Modeling of Aluminum Electrowinning in Ionic Liquid Electrolytes

Abstract

A 3-D mathematical model was developed for the batch reactor of low temperature aluminum electrowinning using ionic liquid electrolytes. This model describes the deposition process by incorporating the mass transport of participating ionic species, homogeneous chemical reactions within the diffusion layer, and the associated electrochemical kinetics. Processing parameters, current and potential distribution, species concentration, fluid flow distribution, and electrode spacing were evaluated for the optimal reactor performance. The results indicated that the electrode spacing significantly affects the electrolyte fluid flow and current density distribution. The parallel electrode configuration (in line with electrolyte inlet) improved the convection and resulted in uniform current density distribution and electrolyte fluid flow.

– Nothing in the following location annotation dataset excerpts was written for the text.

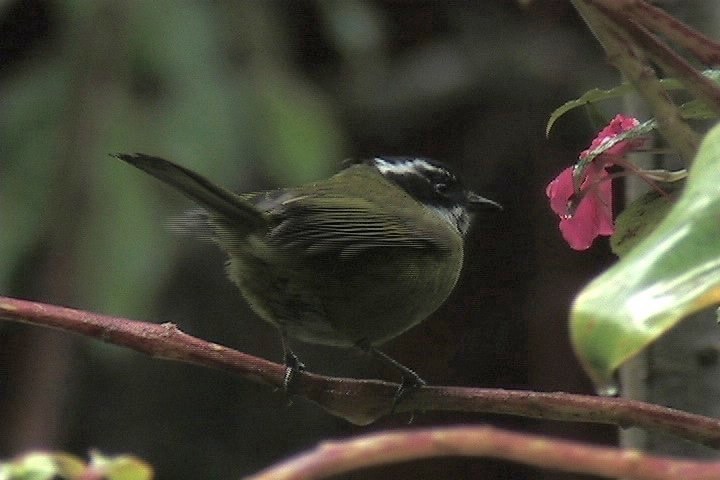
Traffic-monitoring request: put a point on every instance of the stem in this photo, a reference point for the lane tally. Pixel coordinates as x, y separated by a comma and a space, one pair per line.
362, 401
333, 458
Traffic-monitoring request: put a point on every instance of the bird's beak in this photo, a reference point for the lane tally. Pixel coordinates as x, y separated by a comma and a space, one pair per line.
477, 202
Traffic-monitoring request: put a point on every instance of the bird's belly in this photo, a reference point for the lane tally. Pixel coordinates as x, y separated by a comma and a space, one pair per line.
337, 302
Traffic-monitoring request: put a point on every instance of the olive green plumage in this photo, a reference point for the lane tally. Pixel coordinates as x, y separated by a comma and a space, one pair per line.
350, 259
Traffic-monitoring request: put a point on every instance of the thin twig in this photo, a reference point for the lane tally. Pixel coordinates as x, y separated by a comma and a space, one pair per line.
362, 401
632, 62
672, 63
333, 458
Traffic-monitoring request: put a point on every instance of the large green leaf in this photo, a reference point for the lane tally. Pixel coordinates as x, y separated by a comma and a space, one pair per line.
672, 273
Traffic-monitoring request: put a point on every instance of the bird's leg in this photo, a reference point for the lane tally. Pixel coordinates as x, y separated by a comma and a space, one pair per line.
292, 363
411, 381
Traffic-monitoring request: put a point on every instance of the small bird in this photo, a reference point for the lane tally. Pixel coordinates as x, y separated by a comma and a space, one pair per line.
350, 261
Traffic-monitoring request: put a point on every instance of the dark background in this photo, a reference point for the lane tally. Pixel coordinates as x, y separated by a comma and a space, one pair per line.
256, 95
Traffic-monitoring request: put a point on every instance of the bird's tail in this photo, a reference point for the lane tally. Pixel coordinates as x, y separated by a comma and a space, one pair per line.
231, 208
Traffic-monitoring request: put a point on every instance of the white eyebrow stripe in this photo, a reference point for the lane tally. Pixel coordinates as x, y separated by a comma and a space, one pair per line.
414, 166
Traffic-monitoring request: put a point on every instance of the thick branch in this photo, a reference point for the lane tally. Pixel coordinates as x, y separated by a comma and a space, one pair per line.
698, 84
333, 458
361, 401
631, 61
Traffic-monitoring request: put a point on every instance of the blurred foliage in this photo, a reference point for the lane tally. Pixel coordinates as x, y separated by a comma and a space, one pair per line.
62, 466
255, 95
151, 77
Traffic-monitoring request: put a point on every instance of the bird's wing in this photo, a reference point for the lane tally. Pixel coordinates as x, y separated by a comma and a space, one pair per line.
346, 226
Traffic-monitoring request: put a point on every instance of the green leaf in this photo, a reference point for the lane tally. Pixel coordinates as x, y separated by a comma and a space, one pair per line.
641, 217
696, 110
673, 272
121, 467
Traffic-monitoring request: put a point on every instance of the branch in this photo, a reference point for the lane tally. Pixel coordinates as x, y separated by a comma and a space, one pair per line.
361, 401
630, 20
333, 458
629, 58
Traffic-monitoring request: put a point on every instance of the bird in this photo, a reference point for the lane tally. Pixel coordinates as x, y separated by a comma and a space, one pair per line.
349, 261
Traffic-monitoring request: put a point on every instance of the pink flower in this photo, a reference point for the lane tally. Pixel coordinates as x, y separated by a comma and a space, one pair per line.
581, 223
586, 211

However, for this electrode configuration, electroactive species distribution was most favorable between the electrodes. Perpendicular configuration of electrodes resulted in a more non-uniform fluid flow within electrolyte domain, and it has a potential to cause non-uniform deposits. Aluminum electrowinning experiments were conducted using batch reactor at 80 °C, electrolyte flow rate of 5–20 ml/min, and applied cell voltage of 3–3.5 V. Good agreement was obtained between the model and the batch aluminum electrowinning experimental results.